On another point, the season arc is developed through this episode. We see James Ellison pursuing a case that he believes is linked to Sarah. Despite the weirdness, he carries on, when other cops would dismiss it out of hand. This shows good character development - we realise that no matter what, Ellison is going to get to the bottom of things. Not unlike...

...Cromartie who is walking round in a terrifying get up that is a cross between a chav and a hockey player. Just like Ellison, he is fixed on his mission. He marches into a hospital in order to gather the supplies he needs to fit in (so he can pursue the Connor's). It's worth noting the theme of machines fitting in with the human world here. In an epic moment, Cromartie hurls some poor suspecting porter through a door and flattens a security guards face. He doesn't care about being subtle - he has a mission and he'll do it. Just like Ellison. It's a good character comparison.
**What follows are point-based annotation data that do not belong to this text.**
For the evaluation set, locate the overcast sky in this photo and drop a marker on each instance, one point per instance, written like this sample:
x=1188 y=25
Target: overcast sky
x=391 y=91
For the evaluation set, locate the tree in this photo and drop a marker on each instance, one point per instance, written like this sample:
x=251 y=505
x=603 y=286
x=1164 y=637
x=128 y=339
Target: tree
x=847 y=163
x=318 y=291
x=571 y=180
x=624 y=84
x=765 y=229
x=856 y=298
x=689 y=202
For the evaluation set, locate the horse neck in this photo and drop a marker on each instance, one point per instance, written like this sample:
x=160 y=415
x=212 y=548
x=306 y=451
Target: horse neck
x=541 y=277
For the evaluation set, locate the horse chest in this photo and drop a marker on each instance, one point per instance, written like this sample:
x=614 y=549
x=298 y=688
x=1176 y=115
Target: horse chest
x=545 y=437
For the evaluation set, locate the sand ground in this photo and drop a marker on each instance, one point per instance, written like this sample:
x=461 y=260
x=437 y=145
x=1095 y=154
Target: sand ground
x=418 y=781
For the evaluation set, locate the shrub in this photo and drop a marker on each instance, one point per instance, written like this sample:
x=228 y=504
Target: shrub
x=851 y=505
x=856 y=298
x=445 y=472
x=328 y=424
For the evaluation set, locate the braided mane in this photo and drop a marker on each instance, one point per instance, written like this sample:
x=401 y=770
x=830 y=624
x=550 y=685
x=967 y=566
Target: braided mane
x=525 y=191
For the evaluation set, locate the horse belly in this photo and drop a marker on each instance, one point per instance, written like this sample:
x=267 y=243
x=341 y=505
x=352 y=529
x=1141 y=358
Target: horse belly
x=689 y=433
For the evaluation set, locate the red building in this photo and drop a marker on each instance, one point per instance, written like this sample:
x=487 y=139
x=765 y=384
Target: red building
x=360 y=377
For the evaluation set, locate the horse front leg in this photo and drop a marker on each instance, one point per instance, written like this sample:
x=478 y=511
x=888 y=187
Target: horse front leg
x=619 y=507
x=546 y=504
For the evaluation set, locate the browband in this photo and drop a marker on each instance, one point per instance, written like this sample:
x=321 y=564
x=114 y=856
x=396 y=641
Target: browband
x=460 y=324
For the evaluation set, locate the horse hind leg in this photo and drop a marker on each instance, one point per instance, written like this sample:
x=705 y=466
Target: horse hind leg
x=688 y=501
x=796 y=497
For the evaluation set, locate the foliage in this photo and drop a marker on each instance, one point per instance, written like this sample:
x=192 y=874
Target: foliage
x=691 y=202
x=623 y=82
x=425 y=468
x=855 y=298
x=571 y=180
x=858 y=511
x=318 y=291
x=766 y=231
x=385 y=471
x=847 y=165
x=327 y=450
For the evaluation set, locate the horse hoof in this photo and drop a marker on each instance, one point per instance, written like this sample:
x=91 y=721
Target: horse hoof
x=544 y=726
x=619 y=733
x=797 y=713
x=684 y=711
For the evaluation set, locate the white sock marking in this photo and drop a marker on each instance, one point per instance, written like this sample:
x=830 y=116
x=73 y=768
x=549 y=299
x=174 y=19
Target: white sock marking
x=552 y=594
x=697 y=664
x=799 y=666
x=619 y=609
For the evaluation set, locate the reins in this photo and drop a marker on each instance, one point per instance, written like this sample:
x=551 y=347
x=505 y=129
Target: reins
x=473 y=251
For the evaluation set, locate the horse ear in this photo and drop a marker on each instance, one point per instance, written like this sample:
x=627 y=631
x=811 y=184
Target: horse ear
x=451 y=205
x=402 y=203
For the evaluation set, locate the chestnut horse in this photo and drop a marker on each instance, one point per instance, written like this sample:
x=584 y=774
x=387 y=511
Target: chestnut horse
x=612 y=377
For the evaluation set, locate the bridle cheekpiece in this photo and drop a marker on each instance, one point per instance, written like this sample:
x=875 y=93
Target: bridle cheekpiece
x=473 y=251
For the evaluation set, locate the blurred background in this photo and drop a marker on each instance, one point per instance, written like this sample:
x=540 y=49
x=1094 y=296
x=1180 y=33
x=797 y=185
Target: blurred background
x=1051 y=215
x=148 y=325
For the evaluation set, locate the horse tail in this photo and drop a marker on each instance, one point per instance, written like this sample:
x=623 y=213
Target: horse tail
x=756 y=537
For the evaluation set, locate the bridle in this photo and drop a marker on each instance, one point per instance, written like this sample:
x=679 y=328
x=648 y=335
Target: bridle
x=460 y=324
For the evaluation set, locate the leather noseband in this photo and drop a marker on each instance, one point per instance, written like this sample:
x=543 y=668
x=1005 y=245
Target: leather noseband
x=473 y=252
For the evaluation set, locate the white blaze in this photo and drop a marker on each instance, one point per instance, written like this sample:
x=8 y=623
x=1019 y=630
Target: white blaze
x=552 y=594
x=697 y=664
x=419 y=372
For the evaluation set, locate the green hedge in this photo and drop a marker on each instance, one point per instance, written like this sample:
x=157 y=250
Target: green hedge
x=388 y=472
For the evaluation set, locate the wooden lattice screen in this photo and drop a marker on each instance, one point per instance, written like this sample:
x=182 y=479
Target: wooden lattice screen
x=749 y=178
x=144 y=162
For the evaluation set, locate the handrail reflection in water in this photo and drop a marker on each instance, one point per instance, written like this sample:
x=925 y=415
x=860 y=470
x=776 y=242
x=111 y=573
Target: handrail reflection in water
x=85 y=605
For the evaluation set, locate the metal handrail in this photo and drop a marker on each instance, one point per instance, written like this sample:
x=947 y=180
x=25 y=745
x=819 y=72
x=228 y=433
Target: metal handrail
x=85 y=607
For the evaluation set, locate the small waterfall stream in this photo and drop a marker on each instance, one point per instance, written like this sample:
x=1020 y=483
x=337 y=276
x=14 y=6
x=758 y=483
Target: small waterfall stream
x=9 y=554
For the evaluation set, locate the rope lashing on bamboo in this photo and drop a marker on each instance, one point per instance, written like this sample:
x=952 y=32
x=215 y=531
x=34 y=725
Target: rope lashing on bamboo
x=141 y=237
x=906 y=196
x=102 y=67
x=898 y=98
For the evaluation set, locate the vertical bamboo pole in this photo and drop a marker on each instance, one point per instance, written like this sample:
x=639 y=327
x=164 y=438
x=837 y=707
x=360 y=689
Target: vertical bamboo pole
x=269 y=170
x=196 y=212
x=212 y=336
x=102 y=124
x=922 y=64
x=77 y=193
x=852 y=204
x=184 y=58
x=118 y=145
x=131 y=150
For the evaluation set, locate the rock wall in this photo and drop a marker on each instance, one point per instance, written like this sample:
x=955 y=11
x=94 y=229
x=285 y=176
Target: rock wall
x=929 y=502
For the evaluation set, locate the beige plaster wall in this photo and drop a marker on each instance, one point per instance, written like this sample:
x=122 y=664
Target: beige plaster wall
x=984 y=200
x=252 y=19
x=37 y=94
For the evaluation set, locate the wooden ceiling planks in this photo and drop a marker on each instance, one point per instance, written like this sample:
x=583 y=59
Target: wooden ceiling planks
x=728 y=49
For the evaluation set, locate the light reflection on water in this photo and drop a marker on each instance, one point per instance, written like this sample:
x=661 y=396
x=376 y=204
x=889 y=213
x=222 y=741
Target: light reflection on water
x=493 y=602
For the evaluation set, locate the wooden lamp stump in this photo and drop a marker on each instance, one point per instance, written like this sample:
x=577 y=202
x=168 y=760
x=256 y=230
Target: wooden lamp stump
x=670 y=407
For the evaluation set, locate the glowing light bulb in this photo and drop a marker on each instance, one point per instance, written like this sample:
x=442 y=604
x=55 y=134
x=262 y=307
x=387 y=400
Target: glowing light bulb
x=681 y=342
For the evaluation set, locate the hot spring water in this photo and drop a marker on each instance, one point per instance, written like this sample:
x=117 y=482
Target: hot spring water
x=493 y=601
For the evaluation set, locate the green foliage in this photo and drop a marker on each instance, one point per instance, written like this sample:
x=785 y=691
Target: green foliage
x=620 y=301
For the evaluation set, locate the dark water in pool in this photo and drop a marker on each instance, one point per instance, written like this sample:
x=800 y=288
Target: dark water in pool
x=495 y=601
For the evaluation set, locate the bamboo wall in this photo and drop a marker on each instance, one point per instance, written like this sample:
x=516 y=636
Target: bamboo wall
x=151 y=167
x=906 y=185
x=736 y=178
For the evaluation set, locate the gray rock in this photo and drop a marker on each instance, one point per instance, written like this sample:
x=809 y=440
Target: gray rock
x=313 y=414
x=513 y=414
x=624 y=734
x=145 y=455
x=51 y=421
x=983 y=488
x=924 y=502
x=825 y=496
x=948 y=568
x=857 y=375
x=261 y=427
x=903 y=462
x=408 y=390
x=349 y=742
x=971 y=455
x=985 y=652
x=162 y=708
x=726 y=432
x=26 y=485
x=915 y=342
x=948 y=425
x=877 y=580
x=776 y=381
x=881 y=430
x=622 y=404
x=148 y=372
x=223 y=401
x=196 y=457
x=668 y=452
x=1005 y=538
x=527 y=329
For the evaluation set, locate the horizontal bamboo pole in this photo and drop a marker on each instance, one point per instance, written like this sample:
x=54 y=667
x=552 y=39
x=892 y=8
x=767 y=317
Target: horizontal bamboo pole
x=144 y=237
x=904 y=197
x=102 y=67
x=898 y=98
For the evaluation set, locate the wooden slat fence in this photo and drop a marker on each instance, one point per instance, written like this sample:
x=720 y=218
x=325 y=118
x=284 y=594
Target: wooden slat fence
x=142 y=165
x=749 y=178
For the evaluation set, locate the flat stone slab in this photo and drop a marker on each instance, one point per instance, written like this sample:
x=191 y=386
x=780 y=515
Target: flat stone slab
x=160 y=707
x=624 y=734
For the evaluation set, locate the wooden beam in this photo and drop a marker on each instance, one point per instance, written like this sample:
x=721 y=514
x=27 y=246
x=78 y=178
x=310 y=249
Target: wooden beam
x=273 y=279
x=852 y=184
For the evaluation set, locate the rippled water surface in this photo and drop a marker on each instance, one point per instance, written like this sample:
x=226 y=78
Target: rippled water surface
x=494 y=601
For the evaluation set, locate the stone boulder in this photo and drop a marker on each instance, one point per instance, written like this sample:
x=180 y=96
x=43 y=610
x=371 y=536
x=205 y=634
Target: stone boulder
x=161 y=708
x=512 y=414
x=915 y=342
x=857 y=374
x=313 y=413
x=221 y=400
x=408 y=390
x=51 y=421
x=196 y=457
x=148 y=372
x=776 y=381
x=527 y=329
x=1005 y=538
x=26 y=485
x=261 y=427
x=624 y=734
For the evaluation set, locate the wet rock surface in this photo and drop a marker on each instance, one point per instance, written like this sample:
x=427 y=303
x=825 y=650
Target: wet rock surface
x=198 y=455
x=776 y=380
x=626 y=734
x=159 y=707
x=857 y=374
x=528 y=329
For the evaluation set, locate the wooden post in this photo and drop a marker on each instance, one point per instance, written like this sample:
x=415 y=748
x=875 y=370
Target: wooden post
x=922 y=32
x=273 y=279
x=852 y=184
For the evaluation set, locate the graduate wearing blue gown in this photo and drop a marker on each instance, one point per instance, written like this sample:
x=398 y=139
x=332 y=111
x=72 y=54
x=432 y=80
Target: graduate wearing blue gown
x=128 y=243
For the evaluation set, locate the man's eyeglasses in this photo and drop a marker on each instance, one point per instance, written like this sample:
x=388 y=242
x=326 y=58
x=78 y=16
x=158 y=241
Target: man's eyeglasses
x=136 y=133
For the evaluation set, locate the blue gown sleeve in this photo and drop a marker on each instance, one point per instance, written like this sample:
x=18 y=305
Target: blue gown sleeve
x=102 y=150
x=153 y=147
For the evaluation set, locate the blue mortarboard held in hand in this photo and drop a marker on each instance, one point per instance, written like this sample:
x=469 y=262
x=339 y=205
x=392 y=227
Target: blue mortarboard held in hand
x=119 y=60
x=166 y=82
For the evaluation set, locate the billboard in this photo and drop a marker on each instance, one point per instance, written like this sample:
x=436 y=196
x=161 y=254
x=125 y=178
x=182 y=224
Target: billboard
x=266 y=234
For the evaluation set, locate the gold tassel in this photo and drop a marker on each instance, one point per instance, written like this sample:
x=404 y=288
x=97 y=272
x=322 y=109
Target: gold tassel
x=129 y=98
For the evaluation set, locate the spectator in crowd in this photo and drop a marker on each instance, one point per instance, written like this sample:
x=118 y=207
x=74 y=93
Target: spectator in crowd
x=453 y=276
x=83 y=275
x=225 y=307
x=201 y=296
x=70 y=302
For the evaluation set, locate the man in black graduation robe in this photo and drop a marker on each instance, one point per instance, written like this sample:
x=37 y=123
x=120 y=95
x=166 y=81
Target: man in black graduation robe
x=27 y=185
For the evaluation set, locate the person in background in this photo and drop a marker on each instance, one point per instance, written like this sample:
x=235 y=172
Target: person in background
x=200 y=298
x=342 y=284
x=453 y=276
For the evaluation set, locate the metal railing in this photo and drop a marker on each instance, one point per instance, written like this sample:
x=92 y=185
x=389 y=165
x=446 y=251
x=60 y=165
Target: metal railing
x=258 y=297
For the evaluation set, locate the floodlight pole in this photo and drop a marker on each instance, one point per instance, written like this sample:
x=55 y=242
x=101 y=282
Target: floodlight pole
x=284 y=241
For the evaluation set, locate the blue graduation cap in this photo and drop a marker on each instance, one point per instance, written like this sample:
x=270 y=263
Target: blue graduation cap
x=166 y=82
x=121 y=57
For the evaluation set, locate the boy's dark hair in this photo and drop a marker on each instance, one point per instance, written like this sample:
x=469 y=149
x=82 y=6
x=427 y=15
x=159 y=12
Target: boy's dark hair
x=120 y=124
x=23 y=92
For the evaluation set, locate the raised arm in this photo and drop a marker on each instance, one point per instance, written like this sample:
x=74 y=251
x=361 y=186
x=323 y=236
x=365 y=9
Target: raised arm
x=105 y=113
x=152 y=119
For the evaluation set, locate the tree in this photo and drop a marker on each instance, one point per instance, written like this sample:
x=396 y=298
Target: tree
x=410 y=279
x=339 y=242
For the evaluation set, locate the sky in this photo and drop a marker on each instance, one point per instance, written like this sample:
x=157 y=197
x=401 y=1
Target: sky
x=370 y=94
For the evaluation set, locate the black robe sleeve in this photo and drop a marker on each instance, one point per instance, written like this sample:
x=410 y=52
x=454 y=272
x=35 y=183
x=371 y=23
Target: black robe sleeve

Meanwhile, Sarah learns of a man who is a threat to the world. She should kill him, but wants to make sure. Cameron continues to learn about teenage life in the more lighthearted subplot that regularly cheers us up and takes us away from our own moral dilemma - should Sarah kill an innocent guy because there's a chance his action will be dangerous?

T:TSCC is primarily aimed at a teenage audience which is what makes Cameron's subplot so compelling. She is experiencing natural teen problems like how to fit in with everyone else at a new school. While the constant battle of robots - sorry; cybernetic organisms - may not be an issue teens deal with, fitting in is.

As Cromartie continues to get himself ready for the hunt, Sarah kids herself that she is in control of who lives and dies. All the time, we can see her realising that killing Andy would be the safest and most logical solution to the problem. But she is refusing to let herself see that.

In the final act, the comedic subplot takes a serious turn as a girl tries to commit suicide at school. John wants to do the hero thing and help her, but Cameron stops him. She talks about "not being a freak" and "fitting in". She has now learnt how to fit in - you don't draw attention to yourself. As a result, the girl commits suicide. So the question is posed - is fitting in the right thing to do? This is where the subplot ties in with the Sarah's story. The two become linked with a common theme - death for the greater good.

At the same time, Ellison's story becomes linked with Cromartie's. Both are pursuing their missions relentlessly and focused.

As the ending draws in, Sarah is left with the ultimate moral question - should she kill Andy? She knows he's a threat. She knows she should, but will she. No. Instead, she burns the house down, thus destroying the computer. But we all know - Sarah included - that she is merely attacking the symptom and not the disease.

We end on a voice over (as we started) as Cromartie is revealed to be fully repaired. He is now ready to continue his mission - kill John Connor. The scientist who helped him with this is killed and Sarah's words haunt the episode - "now we are all sons of bitches!"

Shew knows she should have killed Andy but didn't. She has her morals and (at the moment) will not cross them.

This is a fine example of TV writing. It uses a few taboo techniques but they are done well and therefore pay off. That's the key - only use taboo devices when you have to and only when they are done correctly. Don't abuse them and they won't abuse you.


Michelle Goode said...

Great analysis :) I haven't seen that show but you've certainly made me want to!

Kudos for a very professional-sounding analysis, by the way...

Neil said...

Glad to hear it. It's not amazing but has some great episodes. Also has Summer Glau (River, FIREFLY). She's good but isn't given much acting range given she's a Terminator. Funny though.

The show is a great example of how to throw twists in there. Like showing that a character is actually nothing like you thought. You like them one epo and hate them the next. But the best show for that is DEXTER! Loathed one character one week, loved her the next, felt sad for her in the next, now i HATE her!!!